Our Club welcomed Dr Amanda Hendrix of the Planetary Science Institute, who spoke to us from Colorado to make the case that planetary protection rules can be relaxed. Not all were convinced however.
Planetary protection deals with trying to prevent terrestrial microorganisms establishing a foothold on other worlds and vice versa. The primary goal is to protect the viability of future search-for-life experiments, so they are not confounded by potential terrestrial microbes. Since the 1970’s, spacecraft bound for places that scientists think may be hospitable to life, first and foremost Mars, must undergo rigorous pre-launch cleaning procedures.
Amanda is joint author of an influential report commissioned by NASA. It suggests current planetary protection rules are outdated and proposes a risk management approach. This would make portions of Mars more accessible to both commercial and government missions, whilst remaining careful about access to potential habitable zones.
Several participants in the Zoom meeting found the idea bothersome.
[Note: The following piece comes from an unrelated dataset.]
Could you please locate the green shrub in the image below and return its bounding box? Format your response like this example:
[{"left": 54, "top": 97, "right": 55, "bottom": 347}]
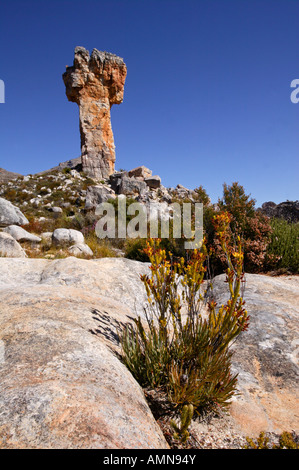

A comparison was made with the diseases that Europeans introduced to the Americas: “Have we learned anything from history?” Amanda acknowledged the validity of the concern and offered reassurance that search-for-life experiments would not be compromised if the proposed new procedures were implemented. She was keen to offer re-assurance that the idea of the committee and the report is to provide scientifically-based guidance to NASA with concerns of planetary protection in mind, and that she is advising NASA to take the next steps with caution.
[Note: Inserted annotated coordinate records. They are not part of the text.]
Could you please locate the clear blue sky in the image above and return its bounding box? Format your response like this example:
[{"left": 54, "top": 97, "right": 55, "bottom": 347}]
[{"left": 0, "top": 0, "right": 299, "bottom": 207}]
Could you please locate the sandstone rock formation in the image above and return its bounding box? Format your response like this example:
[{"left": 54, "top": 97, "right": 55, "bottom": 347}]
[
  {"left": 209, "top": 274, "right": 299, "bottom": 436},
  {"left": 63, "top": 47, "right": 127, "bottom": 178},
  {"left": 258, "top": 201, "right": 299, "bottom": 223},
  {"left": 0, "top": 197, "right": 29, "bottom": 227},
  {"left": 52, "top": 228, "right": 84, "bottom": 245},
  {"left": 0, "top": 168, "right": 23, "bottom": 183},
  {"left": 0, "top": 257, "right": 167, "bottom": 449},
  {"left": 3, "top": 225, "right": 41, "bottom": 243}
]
A summary of the report, “Evaluation of Bioburden Requirements for Mars Missions”, produced by the National Academies Committee on Planetary Protection can be found here.
Dr Hendrix, as the co-chair of the National Academies Committee on Planetary Protection, was charged with determining whether these rules can now be loosened.
Dr Hendrix spent many years at NASA’s Jet Propulsion Lab, including two years as the Cassini Deputy Project Scientist, and has been part of many planetary science missions, including the Lunar Reconnaissance Orbiter.